Travailleurs turcs de Nouvelle Aquitaine
Dans le cadre de la collecte de témoignages oraux auprès des travailleurs turcs de Nouvelle Aquitaine, un entretien avec Mr Binali SEKER, avait été réalisé le 28 novembre 2017, à Cenon (33150). Vous trouverez un résumé de cet entretien sur cette page, ainsi qu’une retranscription intégrale en cliquant sur bouton ci-dessous.
Je suis né à Yeniköy près de Posof à l’est de la Turquie. Je vais à l’école jusqu’au CM2 et j’ai un bon bulletin scolaire. Je travaille ensuite dans la ferme familiale. En 1965, je fais mon service militaire. En 1967, je travaille comme agent de sécurité dans une usine de béton à Izmir. En 1969, je retourne travailler au village. Je me marie et j’ai six enfants : je n’arrive pas à subvenir à leurs besoins.

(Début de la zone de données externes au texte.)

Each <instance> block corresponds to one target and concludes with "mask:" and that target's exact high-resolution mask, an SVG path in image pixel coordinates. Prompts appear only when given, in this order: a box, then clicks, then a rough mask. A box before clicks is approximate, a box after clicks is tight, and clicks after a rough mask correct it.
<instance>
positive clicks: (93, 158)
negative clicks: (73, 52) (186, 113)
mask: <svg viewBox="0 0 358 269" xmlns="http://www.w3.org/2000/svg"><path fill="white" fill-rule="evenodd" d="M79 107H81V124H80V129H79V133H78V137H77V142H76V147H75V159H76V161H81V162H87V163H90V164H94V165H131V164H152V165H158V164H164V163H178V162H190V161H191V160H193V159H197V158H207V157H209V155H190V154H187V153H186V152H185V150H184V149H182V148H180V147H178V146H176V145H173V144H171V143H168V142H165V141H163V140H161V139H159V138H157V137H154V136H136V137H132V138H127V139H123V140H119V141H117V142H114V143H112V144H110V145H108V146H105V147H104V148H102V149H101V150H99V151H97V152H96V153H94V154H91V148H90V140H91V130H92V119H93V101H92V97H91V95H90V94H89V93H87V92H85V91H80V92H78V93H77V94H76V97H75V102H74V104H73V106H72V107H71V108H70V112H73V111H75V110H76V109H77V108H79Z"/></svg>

En 1973, avec l’aide d’un ami en Belgique qui me prête 5000 lires turques, je dépose une candidature pour travailler en France, qui est acceptée trois mois plus tard. J’ai 28 ans. A Ankara, je réalise une visite médicale que j’ai la chance de valider : nous ne sommes qu’une dizaine sur quarante à l’obtenir. Après la réception de mon passeport, je rejoins Istanbul. Après trois jours et trois nuits de train, et trois escales en Yougoslavie, en Italie et à Paris, j’arrive à Bordeaux. J’attends longtemps mon employeur sur le quai de la gare. Je décide de prendre le bus jusqu’à Créon où il réside. Finalement, un homme me tend une photo, la mienne : c’est mon recruteur. A mon arrivée, un sandwich au jambon m’est proposé, que je ne peux pas manger. Le lendemain, je suis conduit à la pépinière où je dois travailler. Lorsque je fais mes ablutions, j’entends les rires de mes collègues derrière moi : je suis le seul turc. Je gagne trois cent euros par mois. J’apprends à faire du vélo pour me rendre au supermarché, puis j’achète une mobylette. Seul étranger de mon équipe, j’apprends surtout à parler français, tenant à la main un fascicule avec les mots importants.
Le 14 octobre 1974, quatorze mois après mon arrivée, je rejoins un compatriote travaillant dans une usine de béton près de Paris : mon salaire passe de 6,90 francs l’heure à 8,20. Cependant, j’ai signé un contrat de travail de trois ans dans le milieu agricole : mon nouvel employeur tente en vain d’obtenir ma régularisation. Trois mois plus tard, je retourne dans la pépinière à Créon, après avoir négocié une hausse de salaire. Les mois suivants j’arrive à rembourser mes dettes : celle d’un terrain acheté en Turquie et les 5000 lires turques empruntées à mon ami en Belgique. J’économise pour me rendre en Turquie. Deux ans plus tard, je retourne en Turquie : j’ai deux valises pleines de cadeaux. J’y réside trois mois en prenant des congés sans solde : à mon arrivée je ne reconnais pas mon plus jeune fils.
En 1979, après avoir obtenu un logement social à Saint-Germain-du-Puch et l’accord du regroupement familial, je pars en avion chercher ma famille. Les enfants pleurent beaucoup et posent des questions. Un ami nous véhicule de Bordeaux à Créon : nous sommes huit et trouver un taxi est impossible. Nous arrivons à deux heures du matin affamés : nous sommes en plein ramadan. Un voisin nous offre le repas.
En 1988, je fais construire 300 mètres carrés de locaux commerciaux en Turquie : je fais la promesse à mes enfants qu’ils pourront y travailler après leurs études. Dix ans plus tard, un de mes fils y retournera pour créer son propre garage.
En 1996, après la faillite de la pépinière, nous déménageons à Cenon. Après un procès avec mon ancien employeur, je reçois un chèque de 200 000 francs et je fais construire une maison. Mes plus jeunes enfants vont à l’école. Les aînés, une fille et un fils de dix-sept ans, sont recrutés dans une plantation de champignons. Nous faisons tous les vendanges chaque année et gagnons plus de 8000 francs.
A l’âge de 65 ans, je prends ma retraite. Ma pension de 795 euros est insuffisante. J’obtiens également une retraite en Turquie. Je réside six mois en France et six mois en Turquie où nous avons un appartement. Ce que la France m’a apporté, c’est une école et un travail pour mes enfants, une maison que j’ai pu faire construire. Ce que j’ai apporté à la France, c’est mon travail et son développement économique.